I love the pictures of the slate. Have you tried going deeper on the slate or will it just do a light surface cut?
Also that glass looks AMAZING!
Good question.
I would expect material removal to be like glass or granite where thermal shock shatters the surface.
Seems reasonable that subsequent passes would progress the depth, but require many many passes to achieve any significant material removal.
For that, I expect abrasive blasting to be much more efficient.
I am sure it could go deeper. It was engraved at low power. But that was not the look I was intending.
Um yes this could be useful. @dan , @Tony , hopper idea? Maybe even better if you can turn it off and on as desired?
With Snap, please? Here’s the thing… Adding a Snap will likely quell those who are looking for a 0,0. Nobody’d really need a 0,0 anymore because it could always be relative and yet always be repeatable.
Not sure it would suffice for that. Sure it would be in the same place software-wise, but how do you make sure the hardware (material to be lasered) is in the exact same place (i.e. shape centered 2 inches from the top and 3 inches from the left. It would be there in the software, but how do you precisely place the wood so it shows up in that spot)
Unless the grid lines itself up to the piece versus the bed, but I don’t think that is what @karaelena was intending.
I used the grid to assist with lining up the design to an existing feature on the workpiece. The best thing to do for work piece repeatability is using something (like magnets) on the work surface and using that as a hard stop.
My main thing was engraving something on something that was a irregular shape and not square.
Yeah. In my head it also needs edge detection to work. This way the grid would self align to the object even when askew.
Definitely
Seeing this;
was very helpful to me, as the space I will have behind the Glowforge and the wall behind it (leading up to the window for venting) is pretty tight. This relieved my mind, a bit. Thank you!
Etching mask for PCBs? Check.
(Did it at a low resolution to see if it would even work. And yes it’s inverted)
This is great! Can you break these out into separate posts? I know we sometimes get sloppy about new posts for new topics, but there’s so much interest in your work it’d do a disservice to leave these prints at the end of a long thread.
Sure- Will do.
Why would you mask glass for engraving? Surely any smoke (if there is any) would wipe off easily.

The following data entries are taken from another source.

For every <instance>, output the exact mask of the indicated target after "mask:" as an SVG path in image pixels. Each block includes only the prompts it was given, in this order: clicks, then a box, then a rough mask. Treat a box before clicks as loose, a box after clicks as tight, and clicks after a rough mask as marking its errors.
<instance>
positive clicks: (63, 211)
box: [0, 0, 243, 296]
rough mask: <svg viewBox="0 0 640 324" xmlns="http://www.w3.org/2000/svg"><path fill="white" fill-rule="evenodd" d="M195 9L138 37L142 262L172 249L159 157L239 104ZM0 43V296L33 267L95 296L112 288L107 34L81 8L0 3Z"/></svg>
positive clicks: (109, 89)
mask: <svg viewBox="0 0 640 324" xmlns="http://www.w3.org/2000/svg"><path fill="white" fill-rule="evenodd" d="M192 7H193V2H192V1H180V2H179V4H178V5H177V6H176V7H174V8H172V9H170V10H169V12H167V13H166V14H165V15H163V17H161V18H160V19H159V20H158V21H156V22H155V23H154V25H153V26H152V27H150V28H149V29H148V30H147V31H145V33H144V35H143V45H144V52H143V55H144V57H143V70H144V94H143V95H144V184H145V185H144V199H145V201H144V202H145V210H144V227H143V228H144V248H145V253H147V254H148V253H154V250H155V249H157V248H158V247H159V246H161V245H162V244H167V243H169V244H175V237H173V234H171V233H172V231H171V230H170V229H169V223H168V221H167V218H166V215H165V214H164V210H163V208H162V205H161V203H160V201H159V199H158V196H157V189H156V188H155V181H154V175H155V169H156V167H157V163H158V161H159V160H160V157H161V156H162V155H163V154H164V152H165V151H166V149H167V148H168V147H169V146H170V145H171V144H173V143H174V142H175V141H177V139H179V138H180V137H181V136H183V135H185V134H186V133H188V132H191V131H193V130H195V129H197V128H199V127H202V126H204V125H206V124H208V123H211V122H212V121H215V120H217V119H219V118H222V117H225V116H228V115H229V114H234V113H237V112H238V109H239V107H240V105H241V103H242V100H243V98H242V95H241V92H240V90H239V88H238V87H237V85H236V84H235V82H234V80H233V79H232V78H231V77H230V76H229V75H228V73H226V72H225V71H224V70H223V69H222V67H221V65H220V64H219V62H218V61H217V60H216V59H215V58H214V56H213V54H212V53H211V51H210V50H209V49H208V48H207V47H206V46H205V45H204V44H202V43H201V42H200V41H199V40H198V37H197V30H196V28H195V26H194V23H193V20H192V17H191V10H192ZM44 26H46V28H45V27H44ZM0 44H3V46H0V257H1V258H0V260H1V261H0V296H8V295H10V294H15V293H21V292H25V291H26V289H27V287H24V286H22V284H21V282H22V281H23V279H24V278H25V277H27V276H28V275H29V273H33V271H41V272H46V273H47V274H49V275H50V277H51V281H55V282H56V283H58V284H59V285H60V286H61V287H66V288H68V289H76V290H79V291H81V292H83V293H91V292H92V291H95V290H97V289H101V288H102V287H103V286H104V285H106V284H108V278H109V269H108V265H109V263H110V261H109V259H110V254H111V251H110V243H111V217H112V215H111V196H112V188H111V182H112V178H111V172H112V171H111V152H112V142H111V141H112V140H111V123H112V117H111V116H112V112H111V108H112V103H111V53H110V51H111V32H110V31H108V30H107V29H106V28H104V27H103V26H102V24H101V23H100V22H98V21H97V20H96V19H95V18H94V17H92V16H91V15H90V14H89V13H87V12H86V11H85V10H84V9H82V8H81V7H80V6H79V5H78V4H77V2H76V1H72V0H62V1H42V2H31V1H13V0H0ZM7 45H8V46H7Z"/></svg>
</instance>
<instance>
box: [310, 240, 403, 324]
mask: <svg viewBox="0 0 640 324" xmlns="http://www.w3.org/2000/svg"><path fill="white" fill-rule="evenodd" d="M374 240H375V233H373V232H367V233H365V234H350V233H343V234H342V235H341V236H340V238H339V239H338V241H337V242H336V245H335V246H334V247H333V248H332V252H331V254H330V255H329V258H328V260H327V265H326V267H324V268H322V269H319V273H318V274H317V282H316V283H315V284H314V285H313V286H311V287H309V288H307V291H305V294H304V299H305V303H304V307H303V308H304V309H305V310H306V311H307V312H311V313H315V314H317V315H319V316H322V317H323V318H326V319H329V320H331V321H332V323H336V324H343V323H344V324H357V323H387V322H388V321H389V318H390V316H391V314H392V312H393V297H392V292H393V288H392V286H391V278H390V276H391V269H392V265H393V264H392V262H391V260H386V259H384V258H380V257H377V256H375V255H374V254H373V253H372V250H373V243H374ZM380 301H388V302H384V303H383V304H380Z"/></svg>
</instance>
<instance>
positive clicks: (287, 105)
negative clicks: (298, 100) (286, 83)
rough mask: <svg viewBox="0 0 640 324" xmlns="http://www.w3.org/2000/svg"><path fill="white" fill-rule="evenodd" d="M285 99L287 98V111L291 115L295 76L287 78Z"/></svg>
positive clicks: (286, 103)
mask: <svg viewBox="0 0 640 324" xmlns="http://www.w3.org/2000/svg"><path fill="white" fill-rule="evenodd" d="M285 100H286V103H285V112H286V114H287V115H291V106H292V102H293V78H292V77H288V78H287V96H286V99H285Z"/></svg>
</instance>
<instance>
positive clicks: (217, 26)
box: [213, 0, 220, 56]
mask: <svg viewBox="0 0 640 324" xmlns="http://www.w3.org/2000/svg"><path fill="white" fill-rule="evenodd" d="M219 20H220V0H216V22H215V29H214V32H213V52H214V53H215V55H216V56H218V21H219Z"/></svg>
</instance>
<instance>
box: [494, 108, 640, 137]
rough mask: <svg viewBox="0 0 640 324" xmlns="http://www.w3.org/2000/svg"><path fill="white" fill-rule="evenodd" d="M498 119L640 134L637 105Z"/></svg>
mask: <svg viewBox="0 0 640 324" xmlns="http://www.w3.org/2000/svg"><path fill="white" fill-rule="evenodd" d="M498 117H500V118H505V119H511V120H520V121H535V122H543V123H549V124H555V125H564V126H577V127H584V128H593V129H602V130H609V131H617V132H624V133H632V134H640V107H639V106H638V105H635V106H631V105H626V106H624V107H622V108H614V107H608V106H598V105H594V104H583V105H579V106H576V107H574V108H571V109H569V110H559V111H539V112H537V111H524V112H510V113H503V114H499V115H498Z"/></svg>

It is more an issue of reflectivity of the laser and focus of the lens to the material.
Ok, got it
Is it? To the laser, the glass is opaque as a rock. But perhaps you have a more nuanced understanding that I don’t appreciate?
Your accurate description of a CNC project setup is extremely accurate and perfectly explains why I have grown to kinda regret buying my XCarve.
Dan & crew must be feeling pretty good about the state of things when they see the type of stuff that you two are pumping out!
Someone on the forums posted an up close picture of trying to cut glass at full power and multiple passes.
The result was more fracturing than etching/cutting.
With masking or cermark/thermark, the energy from the beam is concentrated at the masking versus being reflected/diverted (especially as the material of glass either fractures or melts/liquifies). Now I want to say this mainly applies to lower powered lasers, but not playing with large units, I am uncertain.
The focus from the laser head is not referring to the focal point of the beam, but more of the auto focusing of the Glowforge.